На Никольской башне грозно ударил всполошный набат. Громыхнула пушка, закрыв дымом пороха Ташканскую стену.
Варвара, Дарьюшка да Лушенька с подружками поспешили с поля в крепость. Они несли полевые цветы: синие, желтые, оранжевые, белые. Каких только цветов они не набрали! Шелковисто-золотого ковыля, степной ромашки с большими белыми лепестками, горделивых тюльпанов и васильков. Они ярко горели разноцветным огнем, украшая простые платья казачек.
Когда женщины прибежали на майдан, Иван Подкова выкрикивал:
– Все люди увечные и неувечные, встречные и поперечные, старые и долговечные, все бабы… идите в степь… поспешайте! Войсковой судия Михайло Черкашенин по строгости законов будет нынче чинить суд праведный…
Четыре барабанщика в коротких серых кафтанах, в высоких лохматых шапках с жаром ударили густую дробь по телячьей коже высоких барабанов.
Толстый тюремный ключник Аким Тетеря распахнул железные двери тюрьмы, вывел бледного казака-табунщика Апанаса Сидоркина и одетую не по русскому обычаю толстуху бабу со вздернутым носом – Марину Куницкую.
Марина остановилась и злобно поглядела в толпу.
– Ну, ты! Блудня! – строго сказал ключник Тетеря. – Поди-ка на телегу, не задерживай!
Та вскинула голову, стряхнув льняные косы с плеч, стукнула каблучком красного сапожка по деревянной мостовой, подхватила белыми пухлыми руками пышную юбку и вскочила в телегу, запряженную волами.
Аким Тетеря вывел еще одного казака – Ксенофонта Кидайшапку – длинного, худого, с желтушным лицом. Он трясся от страха и как юродивый ухмылялся.
– Поди, – сказал кто-то в толпе, – и вправду Кидайшапка умом рехнулся?
– Когда с Маринкой валандался, – проговорила дородная баба в цветастом платке, – в ту пору умом не рехался? В тюрьму кинули – вмиг рехнулся! Блудня! Каково-то ныне Маланье, бабе его несчастной!
– Ги-ги! Милан! – всплеснули руками бабы. – Да Маланья-то его – красавица, не чета этой панночке. Она найдет себе другого, доброго казака!

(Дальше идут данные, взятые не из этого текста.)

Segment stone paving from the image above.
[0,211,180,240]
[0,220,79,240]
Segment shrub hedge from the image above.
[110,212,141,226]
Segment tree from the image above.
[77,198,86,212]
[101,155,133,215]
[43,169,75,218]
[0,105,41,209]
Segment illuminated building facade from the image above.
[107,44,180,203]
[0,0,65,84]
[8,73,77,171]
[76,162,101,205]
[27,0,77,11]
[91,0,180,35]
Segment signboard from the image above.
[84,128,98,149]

Статная и красивая казачка Маланья, закрыв лицо подолом, рыдала в толпе и голосисто причитала:
– Почто ж ты, Ксенофонтушка, покинул меня, оставил одну перед всем светом белым, опозорил меня, молодую…
Ксенофонту указали место в телеге. Он стал спиной к Маринке Куницкой. Глянув в толпу исподлобья, скорчил рожу, хохотнул и смолк. Он уже знал, какая кара ожидает его. Жалко ему стало голосившую Маланью, с которой прожил без малого десять лет. Жалко ему было и полячку Маринку Куницкую. До чего ж была хороша, сладка и ладна… Ум помрачался. Три года прожили втайне, по-воровски Ксенофонт с Маринкой.

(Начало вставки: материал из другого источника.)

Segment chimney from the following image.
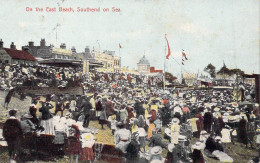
[60,43,66,49]
[23,47,29,52]
[85,46,90,54]
[29,41,34,47]
[71,46,76,53]
[10,42,16,50]
[40,39,46,47]
[0,39,4,49]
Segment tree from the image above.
[204,63,216,78]
[165,72,177,83]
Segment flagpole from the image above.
[180,55,183,84]
[119,44,121,72]
[163,34,167,91]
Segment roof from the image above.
[52,47,72,56]
[4,48,36,61]
[138,55,150,65]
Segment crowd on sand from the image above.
[0,62,260,163]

Вывели из тюрьмы Ивана Бандролю – немолодого, крепко сложенного, седобородого и седоусого мужика, бежавшего от князя Никиты Одоевского.

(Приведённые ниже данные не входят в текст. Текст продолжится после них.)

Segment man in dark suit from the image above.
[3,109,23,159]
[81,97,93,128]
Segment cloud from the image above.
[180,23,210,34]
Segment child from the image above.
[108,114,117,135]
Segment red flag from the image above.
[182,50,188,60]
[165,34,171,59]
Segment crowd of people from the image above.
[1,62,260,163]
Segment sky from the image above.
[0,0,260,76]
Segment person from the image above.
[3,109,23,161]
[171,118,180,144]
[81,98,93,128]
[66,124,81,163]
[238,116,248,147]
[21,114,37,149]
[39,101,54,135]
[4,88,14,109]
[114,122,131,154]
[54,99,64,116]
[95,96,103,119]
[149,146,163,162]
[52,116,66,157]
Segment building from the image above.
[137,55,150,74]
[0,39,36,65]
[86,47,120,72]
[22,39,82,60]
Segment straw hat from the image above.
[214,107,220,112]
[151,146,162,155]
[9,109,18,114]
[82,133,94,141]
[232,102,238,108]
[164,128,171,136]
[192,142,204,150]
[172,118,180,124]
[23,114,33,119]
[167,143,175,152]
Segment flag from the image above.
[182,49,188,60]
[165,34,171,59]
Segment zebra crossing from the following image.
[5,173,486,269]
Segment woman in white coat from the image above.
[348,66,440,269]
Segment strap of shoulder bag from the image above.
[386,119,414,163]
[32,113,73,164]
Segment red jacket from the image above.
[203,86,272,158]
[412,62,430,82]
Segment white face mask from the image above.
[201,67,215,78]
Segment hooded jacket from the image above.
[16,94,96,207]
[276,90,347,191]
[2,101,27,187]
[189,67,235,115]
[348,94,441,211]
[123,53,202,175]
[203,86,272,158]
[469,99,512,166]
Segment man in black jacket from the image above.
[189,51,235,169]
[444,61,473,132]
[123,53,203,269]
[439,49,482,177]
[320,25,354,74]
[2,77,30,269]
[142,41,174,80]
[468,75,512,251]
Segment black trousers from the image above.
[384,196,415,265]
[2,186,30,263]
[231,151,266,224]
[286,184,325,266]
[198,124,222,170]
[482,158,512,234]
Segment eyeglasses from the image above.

– Покойничек, – безнадежно махнув рукой, сказала круглолицая молодка, покрытая цветастой персидской шалью, небрежно накинутой на плечи. – Душа казака, почитай, очистится от греха.
Лицо Бандроли – что пергамент. Глаза ввалились, длинный нос заострился, побелел.
– Эх, – сказал Бандроля, – бежал я от князей, бояр. Прибежал на Дон. Искал вольницы, правды, а нашел могильную сырую землю да смертушку свою с таким бесславием…
Слов его в толпе не было слышно из-за барабанной дроби, которая то затихала, то вновь усиливалась, раздирая душу.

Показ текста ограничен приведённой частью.